Discovery of new myositis genetic associations through leveraging other immune-mediated diseases

Abstract

Genome-wide association studies (GWASs) have been successful at finding associations between genetic variants and human traits, including the immune-mediated diseases (IMDs). However, the requirement of large sample sizes for discovery poses a challenge for learning about less common diseases, where increasing volunteer numbers might not be feasible. An example of this is myositis (or idiopathic inflammatory myopathies [IIM]s), a group of rare, heterogeneous autoimmune diseases affecting skeletal muscle and other organs, severely impairing life quality. Here, we applied a feature engineering method to borrow information from larger IMD GWASs to find new genetic associations with IIM and its subgroups. Combining this approach with two clustering methods, we found 17 IMDs genetically close to IIM, including some common comorbid conditions, such as systemic sclerosis and Sjögren's syndrome, as well as hypo- and hyperthyroidism. All IIM subtypes were genetically similar within this framework.
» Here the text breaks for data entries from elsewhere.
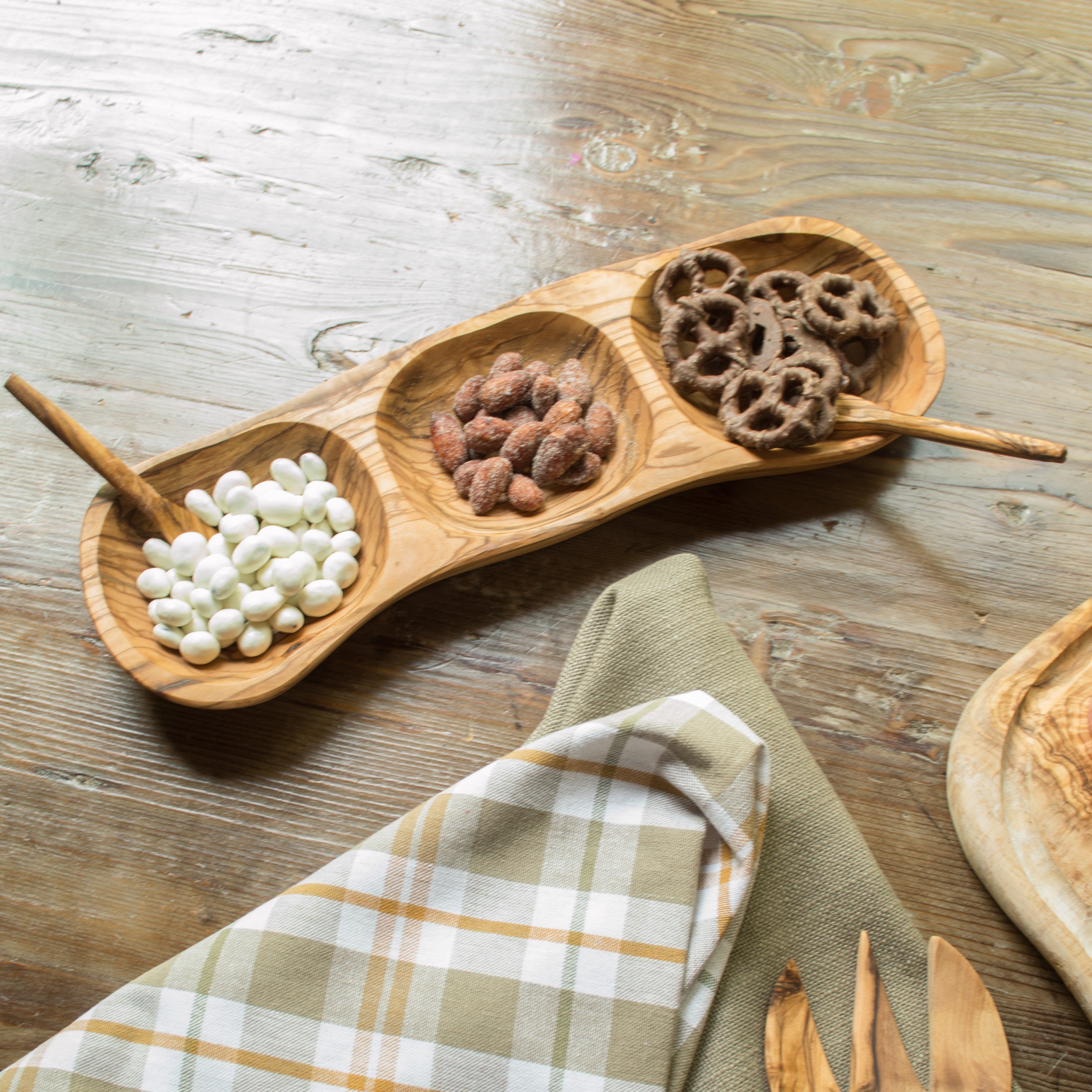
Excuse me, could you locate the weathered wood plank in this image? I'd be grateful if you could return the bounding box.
[0,0,1092,1092]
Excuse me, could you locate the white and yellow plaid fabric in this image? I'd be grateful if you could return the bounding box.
[0,691,770,1092]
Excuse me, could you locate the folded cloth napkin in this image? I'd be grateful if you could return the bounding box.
[0,691,770,1092]
[528,554,929,1092]
[0,555,927,1092]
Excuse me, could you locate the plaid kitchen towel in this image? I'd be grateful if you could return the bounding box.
[0,690,770,1092]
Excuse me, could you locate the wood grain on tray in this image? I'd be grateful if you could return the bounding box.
[948,599,1092,1020]
[81,217,943,709]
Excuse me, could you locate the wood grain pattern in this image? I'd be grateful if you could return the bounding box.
[3,376,207,543]
[835,394,1066,462]
[948,601,1092,1018]
[929,937,1012,1092]
[849,931,924,1092]
[81,217,948,709]
[0,0,1092,1092]
[765,960,839,1092]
Next, we colocalized IIM signals that overlapped IMD signals, and found seven potentially novel myositis associations mapped to immune-related genes, including BLK, IRF5/TNPO3, and ITK/HAVCR2, implicating a role for both B and T cells in IIM. This work proposes a new paradigm of genetic discovery in rarer diseases by leveraging information from more common IMD, and can be expanded to other conditions and traits beyond IMD.

Figure 1

Heatmap showing overall significant (FDR <1%) IIM datasets from Miller and Rothwell studies across 13 features Colors represent projection values; similar colors mean the projections are closer in a given feature. Full dots represent the dataset is significant for the feature at a FDR of less than1%, and hollow dots represent significance at a FDR of less than 5%. For 7 of 13 features, at least 1 myositis dataset was significant at a FDR of less than 1%. IIM (M)/(R), meta-analyses; M, Miller; R, Rothwell.

Figure 2

Relationships among DPMUnc and D_B clusterings DPMunc called seven clusters, while we called nine using D_B. IIM datasets are allocated to cluster 2 in DPMUnc and cluster 5 in D_B, along with other IMDs (highlighted in light blue). Other IMDs in DPMUnc cluster 2 are located in D_B clusters 7 and 9. CR(E)ST, CR(E)ST syndrome; Felty, Felty syndrome; IgG⁺ NMO, IgG⁺ neuromyelitis optica; JIA, juvenile idiopathic arthritis; LOMG, late-onset myasthenia gravis; PR, palindromic dermatitis.

Figure 3

PPs for shared causal variants (H4) between IIM and selected IMDs at eight top candidate SNPs A colored square indicates the colocalization analysis was performed, and the shade of color represents the PP H4 for the test. Medium confidence associations (0.5 < PP ≤ 0.8) are marked in yellow rectangles and high confidence (PP > 0.8) associations in green rectangles. Top candidate SNPs are labeled with their nearest gene or with a nearby strong IMD candidate gene when we find one. JIA, juvenile idiopathic arthritis; LOMG, late-onset myasthenia gravis. (M) and (R) represent that the dataset comes from the Miller or Rothwell study, respectively. IIM labels represent meta-analysis datasets.

Figure 4

Comparison of p-values of SNPs from FinnGen R5 and FinnGen R10 used in our validation process (A and C) SNPs identified using our pairwise FDR and colocalization approach (pwFDR + coloc) at two PP H4 levels (H4 > 0.5 and H4 > 0.8). (E) SNPs identified using a conventional genome-wide significant threshold (P < 5e−8). (B, D, and F) Zoomed-in view of the data showed in (A, C, and E). The diagonal red line represents the validation threshold (−log10(P) R5 = −log10(P) R10). The vertical blue line represents the genome-wide significant threshold. Numbers in green represent the number of SNPs that validate (above red line) and those that do not (below red line).